Anielle Franco: Felipe, sua pergunta é extremamente importante. Eu acho que se eu pudesse destrinchar eu diria, primeiro, antes de mais nada, a importância de a gente ter agora a reestruturação desse Ministério da Igualdade Racial no Brasil, onde a gente tem 57% da população, mas muitas pessoas insistem em dizer que não existe (racismo). A gente tem um intelectual negro no Brasil que fala do desconhecimento do racismo ideológico, que é o racismo velado, o racismo onde as pessoas insistem em afirmar que não há racismo naquele lugar. Mas se a gente pega dados, se a gente pega pesquisa, se a gente pega produções, a gente vê que as pessoas pretas no Brasil estão ali todas sub-representadas em lugares e espaços de decisão, mas extremamente representadas em espaços de violência. Então eu começaria por aí. Eu acho que essa ignorância da qual a gente vê 33 milhões de pessoas no Brasil passando fome e 70% serem negras é muito complicado a pessoa ainda dizer que não existe racismo.
Tem muito trabalho a ser feito. Desde comunicar para fora a importância de cuidarmos desse povo, dando emprego, saúde, educação, de combater o genocídio, o enfrentamento também dessa matança da população negra brasileira. Mas também, por outro lado, fazer com que essas pessoas também se identifiquem e se tenham enquanto pessoas negras. Então é um caminho para tentar balancear ao mesmo tempo, mas também fazer com que o poder público, o governo e todas as pessoas entendam a importância de ter raça em todos os quesitos de políticas públicas.
ON: Ministra Anielle, está numa área que vai cuidar de todos da mesma maneira. É obrigada a fazê-lo. Mais de 57% são afrodescendentes. Que responsabilidade é que sente agora, depois de ter sido ativista, passando para ministra? É pesquisadora, é professora, é atleta, então tem todos estes chapéus, mas é ministra de um país. Qual é a responsabilidade?

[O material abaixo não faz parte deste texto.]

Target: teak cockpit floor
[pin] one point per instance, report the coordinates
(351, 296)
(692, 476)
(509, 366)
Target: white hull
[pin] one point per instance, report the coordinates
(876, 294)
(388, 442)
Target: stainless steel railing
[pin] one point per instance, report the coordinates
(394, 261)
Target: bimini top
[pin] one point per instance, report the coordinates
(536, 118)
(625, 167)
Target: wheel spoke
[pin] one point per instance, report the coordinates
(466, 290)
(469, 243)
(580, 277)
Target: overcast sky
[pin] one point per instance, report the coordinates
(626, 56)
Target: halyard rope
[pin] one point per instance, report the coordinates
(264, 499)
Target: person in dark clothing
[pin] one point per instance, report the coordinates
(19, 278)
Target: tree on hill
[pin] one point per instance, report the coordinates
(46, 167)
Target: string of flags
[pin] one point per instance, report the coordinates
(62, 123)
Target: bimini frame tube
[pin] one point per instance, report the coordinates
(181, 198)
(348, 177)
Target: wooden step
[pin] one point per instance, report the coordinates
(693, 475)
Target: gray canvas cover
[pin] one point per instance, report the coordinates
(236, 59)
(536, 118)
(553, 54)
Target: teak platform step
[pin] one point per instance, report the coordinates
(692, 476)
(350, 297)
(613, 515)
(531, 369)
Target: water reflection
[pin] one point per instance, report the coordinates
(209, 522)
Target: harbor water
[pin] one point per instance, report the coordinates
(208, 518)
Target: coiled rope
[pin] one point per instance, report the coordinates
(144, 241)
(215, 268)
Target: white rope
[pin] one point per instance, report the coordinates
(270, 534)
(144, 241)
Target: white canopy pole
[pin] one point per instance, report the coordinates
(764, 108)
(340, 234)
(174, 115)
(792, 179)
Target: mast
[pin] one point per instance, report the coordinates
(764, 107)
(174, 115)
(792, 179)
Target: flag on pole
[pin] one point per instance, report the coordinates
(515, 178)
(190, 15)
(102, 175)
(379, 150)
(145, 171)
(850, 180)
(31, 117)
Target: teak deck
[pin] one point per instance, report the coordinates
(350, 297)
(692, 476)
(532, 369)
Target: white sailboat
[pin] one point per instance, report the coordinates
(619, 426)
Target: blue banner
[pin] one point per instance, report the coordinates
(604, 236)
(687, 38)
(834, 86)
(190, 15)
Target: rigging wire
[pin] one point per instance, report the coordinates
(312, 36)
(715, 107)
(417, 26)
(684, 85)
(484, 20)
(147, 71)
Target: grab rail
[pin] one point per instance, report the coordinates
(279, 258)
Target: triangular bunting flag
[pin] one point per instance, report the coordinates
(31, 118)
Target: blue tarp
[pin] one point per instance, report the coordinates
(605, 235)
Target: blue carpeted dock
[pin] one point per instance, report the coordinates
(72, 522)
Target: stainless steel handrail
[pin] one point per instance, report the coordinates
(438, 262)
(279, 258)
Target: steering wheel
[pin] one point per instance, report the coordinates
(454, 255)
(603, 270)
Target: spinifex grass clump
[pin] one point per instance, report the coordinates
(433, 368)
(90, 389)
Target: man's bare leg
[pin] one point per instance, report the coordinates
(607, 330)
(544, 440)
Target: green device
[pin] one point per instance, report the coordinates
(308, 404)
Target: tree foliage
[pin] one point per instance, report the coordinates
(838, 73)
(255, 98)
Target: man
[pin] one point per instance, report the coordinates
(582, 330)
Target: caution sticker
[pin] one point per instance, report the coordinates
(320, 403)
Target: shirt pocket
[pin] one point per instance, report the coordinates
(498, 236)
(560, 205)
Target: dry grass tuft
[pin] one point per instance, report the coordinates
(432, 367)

AF: Enorme. Mas eu sempre costumo dizer algo que é o que me acalma e que ao mesmo tempo me anima estar aqui. Eu só estou na cadeira que eu estou e eu só vou permanecer aqui o tempo, que for necessário, porque eu sei de onde eu vim. Eu acho que se todo político, se toda pessoa que tivesse um lugar de poder, no mundo inteiro, tivesse passado por alguma necessidade anteriormente para defender aquele povo, acho que o nosso mundo seria diferente.
Quando você só se candidata, só se coloca em um lugar político de protagonismo porque você quer ou vias financeiras, ou porque você quer ter poder e não quer cuidar do povo, eu acho que aí a gente começa a ter problemas. E estar nesse lugar, tendo passado por tudo o que eu passei, vindo da favela da Maré, tendo bolsa de estudos, sendo atleta como você muito bem fala, perdendo a minha irmã da maneira que foi, eu acho que me fortalece para estar aqui com muita responsabilidade, mas sempre ouvindo as pessoas que mais necessitam.
Cuidar do povo brasileiro, negro, seja lá onde eles estejam, fora do país ou no país, como foi o caso do Vini Junior, como foi o caso de algumas mulheres em Portugal e Espanha que nós tivemos esse ano. É porque a gente gosta de cuidar do povo, mas além disso a gente tem orgulho de ser o que somos. Então estar aqui nesse lugar agora me fortalece porque eu sei de onde eu vim, onde eu estou e aonde eu quero chegar.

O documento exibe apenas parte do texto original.